Jornada de trabalhoA jornada de trabalho,
que era de 48 horas semanais, foi reduzida para 44 horas. Passados 25
anos, sindicalistas e trabalhadores reivindicam, agora, a aprovação de
uma mudança constitucional para reduzir a jornada de trabalho em mais 4
horas, passando para 40 horas semanais. A Constituição instituiu o abono
de férias, o décimo terceiro salário para os aposentados e o
seguro-desemprego.
No clima de expansão dos direitos sociais que
tomou conta dos parlamentares, foram estendidos os direitos trabalhistas
dos empregados urbanos para os rurais e os domésticos. As trabalhadoras
passaram a ter direito à licença-maternidade de 120 dias, antes eram 90
dias, e os homens à licença-paternidade de cinco dias, que poderá ser
ampliada, já que a Constituição estabeleceu esse prazo até a
regulamentação do dispositivo. Há projetos na Câmara que preveem a
licença-paternidade de 15 dias, 30 dias e 90 dias.
Os
trabalhadores passaram a ter o direito de greve, que ainda não foi
regulamentado, e de liberdade sindical. Os constituintes aprovaram a
renda mensal vitalícia para idosos e deficientes. Definiram racismo como
crime inafiançável e imprescritível; a tortura como crime inafiançável e
não anistiável. Também estabeleceram a proteção ao consumidor, que três
anos depois culminou na criação do Código de Defesa do Consumidor,
atualmente em vigor.
Os constituintes instituíram a possibilidade
de eleição em dois turnos, em cidades com mais de 200 mil eleitores,
quando nenhum dos candidatos a cargos do Executivo – Federal, estadual
ou municipal – obtenham mais de 50% dos votos válidos.
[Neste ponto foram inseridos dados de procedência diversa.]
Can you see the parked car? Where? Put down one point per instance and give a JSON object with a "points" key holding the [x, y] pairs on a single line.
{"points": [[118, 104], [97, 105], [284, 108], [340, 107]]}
Os parlamentares
reduziram o tempo de mandato do presidente de cinco para quatro anos.
Com
a Constituição Cidadã os brasileiros passaram a ter direito ao habeas
data, ação que garante a todo cidadão saber os dados a seu respeito em
posse dos arquivos governamentais. Um exemplo muito claro disso eram os
arquivos organizados pelos governos militares que mantinham, de forma
sigilosa, fichários de cidadãos considerados “perigosos” à soberania
nacional. A Constituição também pôs fim à censura e instituiu a
liberdade de expressão.
Constituinte ainda está em curso, diz JobimBrasília
- Os traumas dos anos de ditadura pesaram decisivamente no detalhamento
do texto constitucional de 1988, disse à Agência Brasil o jurista
Nelson Jobim, considerado um relator adjunto da Constituinte. Para o
ex-presidente do Supremo Tribunal Federal (STF), o “processo
constituinte” ainda está em curso e as modificações na Carta Magna são
necessárias para adequar o texto às conjunturas. “O processo
constituinte brasileiro continua, tanto é que tivemos 74 emendas
constitucionais normais e seis emendas de revisão. Ou seja, a
Constituição foi modificada 80 vezes. Alguém dirá que é um absurdo. Mas
não é absurdo. É o ajustamento de uma Constituição que foi detalhista às
conjunturas daquela época e que está se ajustando”, analisou Jobim.
Um
dos principais nomes na elaboração do texto constitucional ao lado do
relator da proposta, deputado Bernardo Cabral, Jobim atribui ao passado
de ditadura do país o detalhamento da Constituição. “Na época, em 1988,
havia uma grande desconfiança do Poder Executivo originário do governo
militar e era mais fácil aprovar um texto constitucional do que um
projeto de lei. O projeto de lei tinha que ser aprovado na Câmara,
depois no Senado, ia a veto, voltava para o Congresso. Então, era muito
mais fácil aprovar na Constituição e foi essa a razão [do
detalhamento]”.
Para Jobim, o texto promulgado há 25 anos foi
“aquilo que poderíamos fazer no processo democrático”. “O processo foi
bom por uma razão: a estabilidade política. Tivemos a estabilidade em
todo o período, mesmo com grandes traumas, como foi o impeachment do
presidente [Fernando] Collor, não houve nenhum problema institucional.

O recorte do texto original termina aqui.